Roughly 30 kilometers (19 miles) away from Rome is the beautiful town of Tivoli. You’ll discover stunning castles, magnificent landscapes, and the lush gardens at Villa d’Este. This UNESCO World Heritage Site makes for the perfect day trip outside of Rome, or if you wish to see all of what this quiet town has to offer, stay for a long weekend! In this article, we will be taking a stroll through Villa d’Este, and going over some the main points of interests for you to keep an eye out for during your visit.
The gardens were first commissioned around 1550 when Cardinal Ippolito II d’Este (Pope Alexander VI’s grandson) was selected by Pope Julius III to be the Governor of Tivoli. Villa d’Este is thought to be one of the most spectacular representations of an Italian Renaissance garden: filled with fountains, statues, pools, and other architecturally pleasing aspects.

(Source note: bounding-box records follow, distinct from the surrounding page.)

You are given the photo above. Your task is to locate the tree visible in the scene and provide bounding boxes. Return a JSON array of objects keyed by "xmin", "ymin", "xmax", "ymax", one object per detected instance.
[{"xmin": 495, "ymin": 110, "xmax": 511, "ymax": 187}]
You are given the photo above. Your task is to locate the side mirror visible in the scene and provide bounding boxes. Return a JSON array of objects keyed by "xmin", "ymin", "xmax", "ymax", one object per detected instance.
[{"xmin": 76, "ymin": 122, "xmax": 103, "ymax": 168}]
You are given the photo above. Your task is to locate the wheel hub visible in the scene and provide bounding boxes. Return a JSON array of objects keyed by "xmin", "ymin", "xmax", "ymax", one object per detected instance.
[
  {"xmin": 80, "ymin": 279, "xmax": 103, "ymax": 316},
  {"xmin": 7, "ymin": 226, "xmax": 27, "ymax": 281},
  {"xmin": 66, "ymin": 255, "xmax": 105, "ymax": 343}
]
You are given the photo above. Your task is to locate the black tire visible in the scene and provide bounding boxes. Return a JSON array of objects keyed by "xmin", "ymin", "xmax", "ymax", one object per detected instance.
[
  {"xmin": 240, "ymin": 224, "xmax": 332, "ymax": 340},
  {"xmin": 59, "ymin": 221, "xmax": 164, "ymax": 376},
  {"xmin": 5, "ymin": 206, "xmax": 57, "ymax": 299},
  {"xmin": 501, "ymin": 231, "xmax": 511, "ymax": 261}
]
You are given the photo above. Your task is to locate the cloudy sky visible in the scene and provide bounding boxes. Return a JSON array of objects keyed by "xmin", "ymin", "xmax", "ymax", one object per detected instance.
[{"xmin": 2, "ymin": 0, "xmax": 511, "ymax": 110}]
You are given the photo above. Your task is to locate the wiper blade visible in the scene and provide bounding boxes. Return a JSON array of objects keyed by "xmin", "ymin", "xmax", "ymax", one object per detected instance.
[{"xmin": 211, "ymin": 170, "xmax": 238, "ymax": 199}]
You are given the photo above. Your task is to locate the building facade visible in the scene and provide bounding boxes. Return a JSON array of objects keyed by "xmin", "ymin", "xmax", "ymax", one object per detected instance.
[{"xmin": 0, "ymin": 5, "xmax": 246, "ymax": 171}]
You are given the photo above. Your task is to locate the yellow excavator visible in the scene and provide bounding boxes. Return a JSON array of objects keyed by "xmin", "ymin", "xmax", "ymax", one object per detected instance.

In fact, these amazing grounds have been included in the Grandi Giardini Italiani, translating to grand Italian gardens. This is a collection of the most important gardens throughout Italy and Malta, and it’s a real honor to be included in this list. The water that flows into the many pools you will see comes from the Aniene River. Stretching 99 kilometers (62 miles) from the Apennine Mountains all the way to Tivoli where it flows into the Tiber River in Rome.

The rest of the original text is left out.